Selon ce membre du bureau de la chambre haute de notre parlement, il n'y a aucun problème entre les anciens sénateurs de la région de l’Extrême-Nord, comme le laisse entendre une certaine opinion. «Toutes les listes se valent. Parce que nous sommes tous des candidats. Si on disait qu'il y avait une seule liste qui devait être retenue, dans ce cas, on dirait que les deux anciens sénateurs qui ne figurent pas sur notre liste ont été rejetés ou sacrifiés. Or, tel n'est pas le cas», justifie-t-il pour calmer la polémique autour de la dislocation de la liste des anciens sénateurs. Un avis partagé par Bladi Malla. Le sénateur du Mayo Sava, candidat à sa propre succession, indique qu'il s’agit plutôt d'une stratégie gagnante. «Les gens pensent qu’un problème est né entre nous. Il n'en est rien. C'est tout simplement pour satisfaire aux exigences de la circulaire qui veut qu'on mette deux jeunes et deux femmes. Si nous, anciens sénateurs, restons sur une même liste, où allons-nous mettre les jeunes? Si nous nous sommes retirés à deux, les autres ont la possibilité de maintenir deux femmes, les anciennes sénatrices et d'y ajouter deux jeunes.
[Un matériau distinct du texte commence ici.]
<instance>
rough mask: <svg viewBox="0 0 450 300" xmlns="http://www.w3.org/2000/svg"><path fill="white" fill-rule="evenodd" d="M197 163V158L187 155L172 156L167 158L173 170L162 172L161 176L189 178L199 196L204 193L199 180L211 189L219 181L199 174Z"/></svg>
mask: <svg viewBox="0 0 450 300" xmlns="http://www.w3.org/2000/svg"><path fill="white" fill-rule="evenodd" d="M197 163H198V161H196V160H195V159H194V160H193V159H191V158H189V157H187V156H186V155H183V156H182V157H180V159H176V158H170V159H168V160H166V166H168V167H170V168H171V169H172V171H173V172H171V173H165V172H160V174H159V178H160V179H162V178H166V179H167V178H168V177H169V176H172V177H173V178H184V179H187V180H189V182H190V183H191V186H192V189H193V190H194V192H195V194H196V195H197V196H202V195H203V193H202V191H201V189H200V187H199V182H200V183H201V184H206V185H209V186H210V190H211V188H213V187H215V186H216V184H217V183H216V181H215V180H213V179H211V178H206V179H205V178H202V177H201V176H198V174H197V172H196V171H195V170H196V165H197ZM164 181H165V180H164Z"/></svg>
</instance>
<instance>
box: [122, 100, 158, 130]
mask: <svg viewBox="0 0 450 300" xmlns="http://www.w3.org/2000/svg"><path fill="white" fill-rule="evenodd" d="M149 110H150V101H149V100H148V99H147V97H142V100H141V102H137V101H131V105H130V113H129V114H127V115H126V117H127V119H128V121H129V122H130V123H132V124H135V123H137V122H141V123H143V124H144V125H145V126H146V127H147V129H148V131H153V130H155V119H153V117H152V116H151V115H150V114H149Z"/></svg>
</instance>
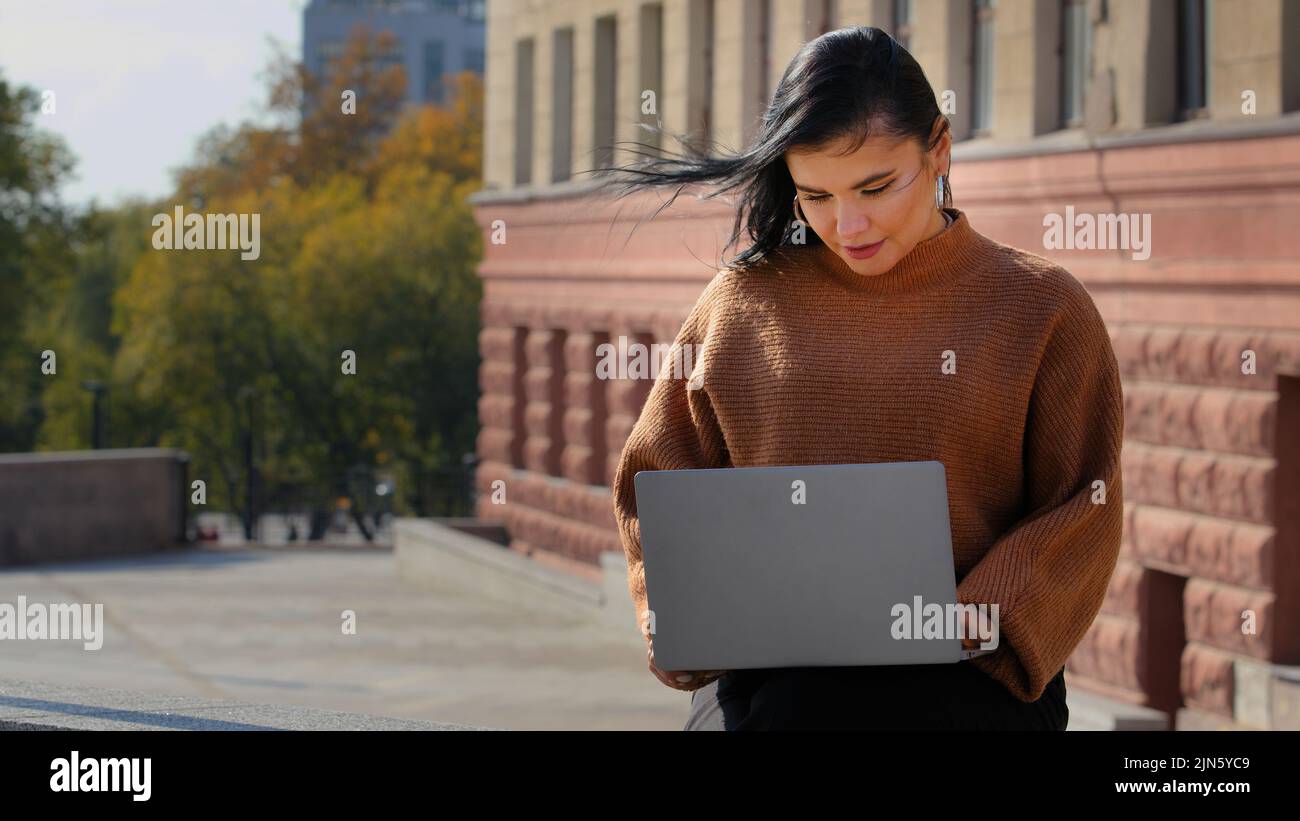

Et nous aussi, nous avons la possibilité de mettre deux femmes et deux jeunes sur notre liste. C'est ce qui a été fait. Il s'agit plutôt une stratégie gagnante», tente-t-il de rassurer.

JEUNES LOUPS

Dans les listes de candidature pour investiture déposées à la commission régionale, apparaissent des jeunes loups qui ont un état de service fort appréciable pour leur parti. C'est le cas de Hamadou Boukar qui est tête de liste dans laquelle on retrouve d'autres jeunes. A l'instar de Nikamané Natanael et Danzabe Gabriel, des jeunes femmes sont également au rendez-vous des sénatoriales. Qu'il s'agisse de Praha Henriette, d'Adda Claire ou de Darbaowa Marthe, le parti a fait place nette à la gente féminine qui a su saisir l'occasion pour tenter l'expérience de l'élection des sénateurs de la troisième mandature de la chambre haute du parlement.